Von Trier trabalha com design e publicidade. Confina seus personagens em espaços míticos desprovidos de magia, onde a racionalidade extrema é vítima do caos dos sentimentos. Fundado, na primeira parte, em Cenas de Um Casamento, de Ingmar Bergman, mas num momento anterior à crise do convívio (neste, a ruptura é na própria cerimônia) ele dedica esse trecho do filme à origem da depressão: um casamento que fracassa a partir da maldição lançada pela matriarca (Charlote Rampling), separada do ex-marido (John Hurt, soberbo como sempre). Não é a má vontade da mãe em relação ao evento o motivo principal, mas é sua chispa, o gatilho que desencadeia a proliferação do vírus.
A partir do discurso opressivo da mãe, a noiva (Kirsten Dunst) se entrega à tristeza profunda, que acaba imobilizando-a, destruindo seu emprego e o próprio casamento.
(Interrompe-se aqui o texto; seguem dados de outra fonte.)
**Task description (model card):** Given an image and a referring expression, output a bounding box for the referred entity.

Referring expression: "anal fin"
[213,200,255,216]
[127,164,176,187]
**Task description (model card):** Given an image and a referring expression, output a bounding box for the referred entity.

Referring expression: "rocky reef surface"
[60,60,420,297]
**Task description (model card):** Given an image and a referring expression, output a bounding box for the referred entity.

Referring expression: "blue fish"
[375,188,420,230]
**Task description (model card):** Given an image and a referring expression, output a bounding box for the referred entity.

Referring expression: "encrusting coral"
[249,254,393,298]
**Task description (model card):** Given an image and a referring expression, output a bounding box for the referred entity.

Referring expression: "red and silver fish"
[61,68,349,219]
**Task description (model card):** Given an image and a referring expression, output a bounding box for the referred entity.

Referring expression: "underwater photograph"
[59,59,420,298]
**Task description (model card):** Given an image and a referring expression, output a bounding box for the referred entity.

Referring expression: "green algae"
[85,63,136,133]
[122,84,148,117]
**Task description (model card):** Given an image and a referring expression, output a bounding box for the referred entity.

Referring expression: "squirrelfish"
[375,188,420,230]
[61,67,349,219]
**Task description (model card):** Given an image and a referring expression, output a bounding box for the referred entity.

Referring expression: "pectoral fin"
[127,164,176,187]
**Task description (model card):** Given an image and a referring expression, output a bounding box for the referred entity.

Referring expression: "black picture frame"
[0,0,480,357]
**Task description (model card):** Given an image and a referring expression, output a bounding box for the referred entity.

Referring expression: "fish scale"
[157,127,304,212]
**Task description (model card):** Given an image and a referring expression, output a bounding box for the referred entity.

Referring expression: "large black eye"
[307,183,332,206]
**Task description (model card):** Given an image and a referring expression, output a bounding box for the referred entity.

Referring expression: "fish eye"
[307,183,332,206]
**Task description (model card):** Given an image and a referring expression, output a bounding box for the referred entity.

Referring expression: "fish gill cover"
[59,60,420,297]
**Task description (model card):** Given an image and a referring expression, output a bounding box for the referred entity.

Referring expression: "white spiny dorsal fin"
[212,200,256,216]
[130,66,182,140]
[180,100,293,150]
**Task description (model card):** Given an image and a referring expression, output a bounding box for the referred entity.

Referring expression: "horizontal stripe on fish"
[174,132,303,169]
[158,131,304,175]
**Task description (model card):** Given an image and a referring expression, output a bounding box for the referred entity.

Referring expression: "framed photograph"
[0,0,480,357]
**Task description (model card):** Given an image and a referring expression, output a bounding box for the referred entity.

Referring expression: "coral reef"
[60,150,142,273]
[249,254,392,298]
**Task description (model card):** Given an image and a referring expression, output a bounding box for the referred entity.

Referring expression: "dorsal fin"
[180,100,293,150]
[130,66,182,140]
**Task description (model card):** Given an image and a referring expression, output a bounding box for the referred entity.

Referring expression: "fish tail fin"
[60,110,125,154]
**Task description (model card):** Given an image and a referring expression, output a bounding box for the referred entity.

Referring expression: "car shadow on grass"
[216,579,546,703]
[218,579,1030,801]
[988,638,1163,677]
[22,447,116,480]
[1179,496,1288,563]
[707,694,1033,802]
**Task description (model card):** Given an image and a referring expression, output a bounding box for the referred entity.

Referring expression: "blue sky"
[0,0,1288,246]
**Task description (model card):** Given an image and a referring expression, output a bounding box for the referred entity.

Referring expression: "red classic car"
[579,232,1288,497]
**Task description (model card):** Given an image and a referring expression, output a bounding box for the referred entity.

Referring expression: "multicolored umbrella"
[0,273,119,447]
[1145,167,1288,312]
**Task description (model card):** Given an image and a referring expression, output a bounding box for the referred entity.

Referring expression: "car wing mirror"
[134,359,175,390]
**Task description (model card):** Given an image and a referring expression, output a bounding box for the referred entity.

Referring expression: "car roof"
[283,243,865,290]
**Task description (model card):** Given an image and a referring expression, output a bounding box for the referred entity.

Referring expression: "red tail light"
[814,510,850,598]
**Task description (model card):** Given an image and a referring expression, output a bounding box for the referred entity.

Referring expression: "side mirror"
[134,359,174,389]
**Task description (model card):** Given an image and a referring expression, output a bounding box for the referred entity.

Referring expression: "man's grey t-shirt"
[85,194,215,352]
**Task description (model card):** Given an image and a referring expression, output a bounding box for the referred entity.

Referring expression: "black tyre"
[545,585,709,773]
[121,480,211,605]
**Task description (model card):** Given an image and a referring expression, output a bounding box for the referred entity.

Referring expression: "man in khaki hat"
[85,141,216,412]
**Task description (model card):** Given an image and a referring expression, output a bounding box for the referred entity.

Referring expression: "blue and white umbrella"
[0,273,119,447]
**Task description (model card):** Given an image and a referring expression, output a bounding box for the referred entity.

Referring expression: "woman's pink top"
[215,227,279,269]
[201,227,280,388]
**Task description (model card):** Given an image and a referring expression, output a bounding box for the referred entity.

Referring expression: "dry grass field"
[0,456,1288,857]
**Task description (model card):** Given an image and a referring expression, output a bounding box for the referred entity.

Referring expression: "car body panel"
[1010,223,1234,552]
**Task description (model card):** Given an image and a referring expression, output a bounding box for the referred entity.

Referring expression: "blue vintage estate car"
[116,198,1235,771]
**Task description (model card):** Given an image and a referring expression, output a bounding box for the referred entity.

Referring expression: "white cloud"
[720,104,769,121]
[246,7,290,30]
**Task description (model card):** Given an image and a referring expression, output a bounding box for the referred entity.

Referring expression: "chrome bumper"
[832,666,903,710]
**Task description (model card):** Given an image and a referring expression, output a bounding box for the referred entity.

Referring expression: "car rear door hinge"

A noiva é profissional de publicidade e o tempo todo é perseguida pelo patrão e padrinho (Stellan Skarsgård ), que quer arrancar dela a idéia central de uma campanha. A lucidez faz com que a noiva rompa os laços com sua profissão. Entrega-se à amargura e ao imobilismo. É amparada pela irmã (Charlotte Gainsbourg), aparentemente normal, casada com um milionário sovina (Kiefer Sutherland) e com um filho pré-adolescente. Mas é tudo máscara. O filme revela que a depressiva no fundo tem a chave para a consciência dos limites onde estão metidos, enquanto seus parentes protetores acabam sucumbindo à falta de saída e à tristeza.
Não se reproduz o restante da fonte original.